A regulamentação do trabalho por aplicativo envolve questões cruciais como vínculo empregatício, jornada de trabalho, remuneração mínima, acesso a benefícios previdenciários e segurança social. O debate é complexo, pois busca equilibrar a flexibilidade que caracteriza esse tipo de trabalho com a proteção de direitos fundamentais aos entregadores e motoristas. O avanço nesta pauta poderia redefinir as relações de trabalho para milhões de brasileiros.
Além disso, Marinho reiterou o compromisso do presidente, caso seja reeleito, de manter a política de ganho real para o salário mínimo. Isso significa que o reajuste do salário mínimo continuaria a ocorrer acima da inflação oficial, garantindo o aumento do poder de compra dos trabalhadores. Esta política tem impacto direto na renda das famílias e no consumo interno, funcionando como um motor para a economia, especialmente para as camadas de menor poder aquisitivo.

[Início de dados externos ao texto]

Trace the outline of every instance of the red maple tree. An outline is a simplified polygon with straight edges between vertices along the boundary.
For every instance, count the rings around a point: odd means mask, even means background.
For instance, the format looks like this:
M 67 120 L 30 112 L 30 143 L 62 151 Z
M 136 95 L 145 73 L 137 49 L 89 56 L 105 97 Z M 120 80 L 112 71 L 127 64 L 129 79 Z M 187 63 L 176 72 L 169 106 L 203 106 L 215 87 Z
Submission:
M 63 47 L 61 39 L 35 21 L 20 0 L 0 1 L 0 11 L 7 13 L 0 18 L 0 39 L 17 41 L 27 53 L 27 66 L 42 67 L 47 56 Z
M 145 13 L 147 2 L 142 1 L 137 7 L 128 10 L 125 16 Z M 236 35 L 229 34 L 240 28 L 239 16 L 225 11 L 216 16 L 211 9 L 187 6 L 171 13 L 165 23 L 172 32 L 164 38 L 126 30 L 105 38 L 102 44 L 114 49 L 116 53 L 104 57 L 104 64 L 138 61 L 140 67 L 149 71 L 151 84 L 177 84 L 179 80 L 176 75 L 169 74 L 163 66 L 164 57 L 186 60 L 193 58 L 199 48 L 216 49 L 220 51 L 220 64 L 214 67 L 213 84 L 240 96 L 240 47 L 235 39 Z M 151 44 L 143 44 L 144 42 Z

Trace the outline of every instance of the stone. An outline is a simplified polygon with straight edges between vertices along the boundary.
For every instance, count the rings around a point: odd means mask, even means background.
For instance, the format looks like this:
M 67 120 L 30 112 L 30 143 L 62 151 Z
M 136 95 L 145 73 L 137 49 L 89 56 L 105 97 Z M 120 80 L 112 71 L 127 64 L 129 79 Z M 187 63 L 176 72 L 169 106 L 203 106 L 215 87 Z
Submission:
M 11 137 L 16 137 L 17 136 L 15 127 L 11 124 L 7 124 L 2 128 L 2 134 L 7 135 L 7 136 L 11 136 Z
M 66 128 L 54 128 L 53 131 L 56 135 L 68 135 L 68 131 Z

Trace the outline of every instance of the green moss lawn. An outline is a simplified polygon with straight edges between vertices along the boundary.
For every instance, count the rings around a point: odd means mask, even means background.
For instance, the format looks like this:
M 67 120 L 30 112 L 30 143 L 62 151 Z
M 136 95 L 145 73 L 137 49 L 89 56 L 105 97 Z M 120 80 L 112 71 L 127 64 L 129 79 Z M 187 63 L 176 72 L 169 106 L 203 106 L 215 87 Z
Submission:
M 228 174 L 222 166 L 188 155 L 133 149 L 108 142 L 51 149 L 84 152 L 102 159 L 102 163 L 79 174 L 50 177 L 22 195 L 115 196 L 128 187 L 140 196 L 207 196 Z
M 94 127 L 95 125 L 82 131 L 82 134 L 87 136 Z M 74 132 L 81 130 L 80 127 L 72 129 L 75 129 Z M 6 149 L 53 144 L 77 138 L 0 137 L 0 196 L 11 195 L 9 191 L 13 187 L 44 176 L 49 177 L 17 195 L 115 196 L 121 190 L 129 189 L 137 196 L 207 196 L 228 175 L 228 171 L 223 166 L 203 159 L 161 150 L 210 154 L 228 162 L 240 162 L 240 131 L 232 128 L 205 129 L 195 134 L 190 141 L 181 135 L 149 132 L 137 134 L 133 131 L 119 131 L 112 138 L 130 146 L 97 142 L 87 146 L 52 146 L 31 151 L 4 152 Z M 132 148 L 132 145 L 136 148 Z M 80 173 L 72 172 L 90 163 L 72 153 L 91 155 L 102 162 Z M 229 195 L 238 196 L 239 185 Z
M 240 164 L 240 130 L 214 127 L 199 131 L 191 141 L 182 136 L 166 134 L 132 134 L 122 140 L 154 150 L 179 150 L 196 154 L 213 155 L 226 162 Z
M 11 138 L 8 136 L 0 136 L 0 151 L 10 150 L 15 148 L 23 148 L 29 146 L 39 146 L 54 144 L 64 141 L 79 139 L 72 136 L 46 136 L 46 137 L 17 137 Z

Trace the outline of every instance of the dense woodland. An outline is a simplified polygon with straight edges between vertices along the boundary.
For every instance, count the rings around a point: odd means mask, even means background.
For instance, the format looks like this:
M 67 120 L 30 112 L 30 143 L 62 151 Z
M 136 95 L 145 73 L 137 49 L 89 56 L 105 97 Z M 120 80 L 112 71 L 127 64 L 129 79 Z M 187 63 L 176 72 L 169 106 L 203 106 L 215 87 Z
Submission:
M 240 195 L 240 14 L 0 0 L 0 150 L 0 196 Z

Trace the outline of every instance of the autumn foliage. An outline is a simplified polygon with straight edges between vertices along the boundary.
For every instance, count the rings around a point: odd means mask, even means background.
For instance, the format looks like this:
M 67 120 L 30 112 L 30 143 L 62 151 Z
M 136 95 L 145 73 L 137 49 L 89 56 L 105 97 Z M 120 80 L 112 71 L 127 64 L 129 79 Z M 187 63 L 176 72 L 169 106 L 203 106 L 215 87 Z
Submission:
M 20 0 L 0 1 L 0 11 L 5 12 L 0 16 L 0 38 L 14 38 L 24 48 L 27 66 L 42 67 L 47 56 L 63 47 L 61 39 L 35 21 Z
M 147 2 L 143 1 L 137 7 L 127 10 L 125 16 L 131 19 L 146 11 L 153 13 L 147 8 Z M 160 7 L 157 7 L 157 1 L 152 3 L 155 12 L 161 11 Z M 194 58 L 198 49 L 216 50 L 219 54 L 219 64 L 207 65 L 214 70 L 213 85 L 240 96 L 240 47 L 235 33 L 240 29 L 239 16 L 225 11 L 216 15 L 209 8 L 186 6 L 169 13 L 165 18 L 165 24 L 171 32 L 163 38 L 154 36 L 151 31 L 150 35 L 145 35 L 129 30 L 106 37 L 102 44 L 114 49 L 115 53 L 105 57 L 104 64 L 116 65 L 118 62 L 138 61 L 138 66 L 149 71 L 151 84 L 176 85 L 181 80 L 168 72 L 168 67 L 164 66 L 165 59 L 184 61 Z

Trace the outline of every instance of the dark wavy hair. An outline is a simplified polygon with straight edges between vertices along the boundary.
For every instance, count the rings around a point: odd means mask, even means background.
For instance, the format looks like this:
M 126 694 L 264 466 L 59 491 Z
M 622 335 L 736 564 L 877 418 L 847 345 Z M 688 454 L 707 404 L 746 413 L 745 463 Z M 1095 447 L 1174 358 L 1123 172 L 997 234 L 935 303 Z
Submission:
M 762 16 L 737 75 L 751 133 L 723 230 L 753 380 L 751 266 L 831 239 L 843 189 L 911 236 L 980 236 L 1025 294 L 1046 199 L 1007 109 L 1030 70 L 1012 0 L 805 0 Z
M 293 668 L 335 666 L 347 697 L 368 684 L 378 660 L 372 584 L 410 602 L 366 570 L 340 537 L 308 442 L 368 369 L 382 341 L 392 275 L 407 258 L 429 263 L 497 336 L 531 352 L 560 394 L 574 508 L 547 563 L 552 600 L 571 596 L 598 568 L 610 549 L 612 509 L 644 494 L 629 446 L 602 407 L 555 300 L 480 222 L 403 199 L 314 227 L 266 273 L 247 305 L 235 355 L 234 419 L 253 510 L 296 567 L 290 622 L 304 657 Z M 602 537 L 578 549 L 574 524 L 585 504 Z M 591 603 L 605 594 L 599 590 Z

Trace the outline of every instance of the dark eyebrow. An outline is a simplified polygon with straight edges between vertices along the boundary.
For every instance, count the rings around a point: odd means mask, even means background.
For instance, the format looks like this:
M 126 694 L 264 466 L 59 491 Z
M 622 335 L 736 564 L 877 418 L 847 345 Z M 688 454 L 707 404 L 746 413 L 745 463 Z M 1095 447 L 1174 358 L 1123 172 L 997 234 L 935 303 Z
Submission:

A valorização do salário mínimo com ganho real é uma marca dos governos petistas e representa um pilar da política de distribuição de renda. A continuidade dessa medida é essencial para milhões de trabalhadores e aposentados que dependem diretamente do valor do salário mínimo para sua subsistência, influenciando o mercado de trabalho formal e a economia como um todo.